# Powershell Obfuscation Support Vector Classifier

Supervised learning classifier, that attempts to classify Powershell commands as obfuscated|non-obfuscated based
on counts of various characters.

Prework: 
This notebook will ingest a CSV file of Powershell commands, with all commandline arguments.
This can be obtained from EID 1 (Sysmon) or 800.
Specifically, look for Powershell commands run by a user (not an automated process), and did NOT run from a .ps1 script
(meaning it ran direct from shell, which is more consistent with adversary activity).  This should consist of benign, non-obfuscated commands.  Concatenate and de-duplicate this list.  The column name should be "commandline".  This will be the basis for our training set.

Pseudo-search logic:
    eventid:(800|1) userID:<yourIDformat> NOT commandline:*.ps1*
    
Next: Create a list of obfuscated Powershell commands.  You can collect these from public sources, or generate your own with a tool like Invoke-Obfuscation (https://github.com/danielbohannon/Invoke-Obfuscation).  Append this list to your existing list of (benign) Powershell commands.
    
Finally: append a new column called "isobfuscated" that takes a value of 1 for "obfuscated" and 0 for "not obfuscated".  The entries from the first (benign) list should all be 0, and the obfuscated list should all be 1.  
    
This finalized list will be ingested as our testing/training dataset.  We will use sklearn's fit() function for training, and the predict() function for testing. 

In [None]:
# Import things.

import plotly
import plotly.express as px
from plotly.offline import plot
import pandas as pd
import sys
import numpy as np
import os
from sklearn.svm import SVC
from sklearn.metrics import precision_score
from sklearn.metrics import recall_score
from sklearn.metrics import f1_score
pd.options.display.html.use_mathjax = False

# Part I: Training and Testing

In [None]:
# Ingest the training dataset you built above.

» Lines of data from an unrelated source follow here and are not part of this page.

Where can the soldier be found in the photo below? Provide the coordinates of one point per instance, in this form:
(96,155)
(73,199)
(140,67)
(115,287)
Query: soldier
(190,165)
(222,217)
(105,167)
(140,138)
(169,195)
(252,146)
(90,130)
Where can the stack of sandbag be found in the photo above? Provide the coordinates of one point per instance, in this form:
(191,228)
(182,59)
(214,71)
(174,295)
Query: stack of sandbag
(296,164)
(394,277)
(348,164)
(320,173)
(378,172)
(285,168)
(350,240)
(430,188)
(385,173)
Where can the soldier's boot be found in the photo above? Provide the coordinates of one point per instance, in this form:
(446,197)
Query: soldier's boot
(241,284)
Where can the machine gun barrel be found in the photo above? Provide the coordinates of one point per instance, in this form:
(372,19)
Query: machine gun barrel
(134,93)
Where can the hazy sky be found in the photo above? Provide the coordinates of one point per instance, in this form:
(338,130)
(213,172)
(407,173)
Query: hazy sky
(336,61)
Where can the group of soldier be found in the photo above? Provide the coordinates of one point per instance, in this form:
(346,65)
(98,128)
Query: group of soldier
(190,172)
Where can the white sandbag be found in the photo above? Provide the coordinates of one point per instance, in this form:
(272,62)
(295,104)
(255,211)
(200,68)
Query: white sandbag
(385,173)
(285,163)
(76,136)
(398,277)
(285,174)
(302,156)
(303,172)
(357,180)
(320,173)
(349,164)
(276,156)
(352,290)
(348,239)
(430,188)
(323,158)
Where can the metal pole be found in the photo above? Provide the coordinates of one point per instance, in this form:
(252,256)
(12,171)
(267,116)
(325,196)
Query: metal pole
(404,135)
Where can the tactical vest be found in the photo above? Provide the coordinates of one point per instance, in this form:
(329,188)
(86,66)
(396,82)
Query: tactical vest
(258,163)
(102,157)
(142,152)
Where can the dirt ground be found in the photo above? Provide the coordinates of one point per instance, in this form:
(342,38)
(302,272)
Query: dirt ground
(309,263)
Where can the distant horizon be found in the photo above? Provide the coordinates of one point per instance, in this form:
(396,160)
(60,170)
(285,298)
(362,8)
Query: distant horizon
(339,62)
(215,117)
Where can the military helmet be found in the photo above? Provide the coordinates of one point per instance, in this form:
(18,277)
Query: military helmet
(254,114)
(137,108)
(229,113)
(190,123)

file = input("Enter the location of a CSV file:")
df = pd.read_csv(file, encoding="ANSI", header=0)

# Strip off any leading/trailing whitespace
df['commandline'] = df['commandline'].str.strip()

# Create a "length" column, containing the string length of each command
df['length'] = df['commandline'].str.len()

df = df.dropna(axis=0)
print('Ingested ' + str(df.shape[0]) + ' lines of data')

In [None]:
# The meat of the story: get a count of various characters, to use as features of our classifier.
# This will form the basis for our training dataset.
df['semicoloncount'] = df['commandline'].str.count('\;')
df['doublequotecount'] = df['commandline'].str.count('\"')
df['singlequotecount'] = df['commandline'].str.count('\'')
df['backtickcount'] = df['commandline'].str.count('\`')
df['plussigncount'] = df['commandline'].str.count('\+')
df['leftbracecount'] = df['commandline'].str.count('\{')
df['leftbracketcount'] = df['commandline'].str.count('\[')
df['leftparencount'] = df['commandline'].str.count('\(')
df['pipecount'] = df['commandline'].str.count('\|')
df['alphacount'] = df['commandline'].str.count('[a-zA-Z]')
df['camelswitchcount'] = df['commandline'].str.count('[a-z][A-Z]|[A-Z][a-z]')
df['dollarsigncount'] = df['commandline'].str.count('\$')
df['digitcount'] = df['commandline'].str.count('[0-9]')

In [None]:
# Scatterplot the length of command vs count of alpha characters from the training set.  Should be strongly linear.
df['isobfuscated'] = df['isobfuscated'].astype(str) #for categorical graphing purposes
fig = px.scatter(df, x='length', y='alphacount', trendline='ols', color='isobfuscated', hover_name='commandline')
fig.show()
df['isobfuscated'] = df['isobfuscated'].astype(int) #flip this back to numeric for use in classifier

In [None]:
# Build a testing dataset, as a percentage size of the original dataset.

# Pull out a chosen number of rows of obfuscated commmands, and the same amount of 
# rows of non-obfuscated commands into their own df, and delete from the original df

percentagesize = 20 #Pct size of the training dataset to be pulled into the test set.  Adjust as necessary.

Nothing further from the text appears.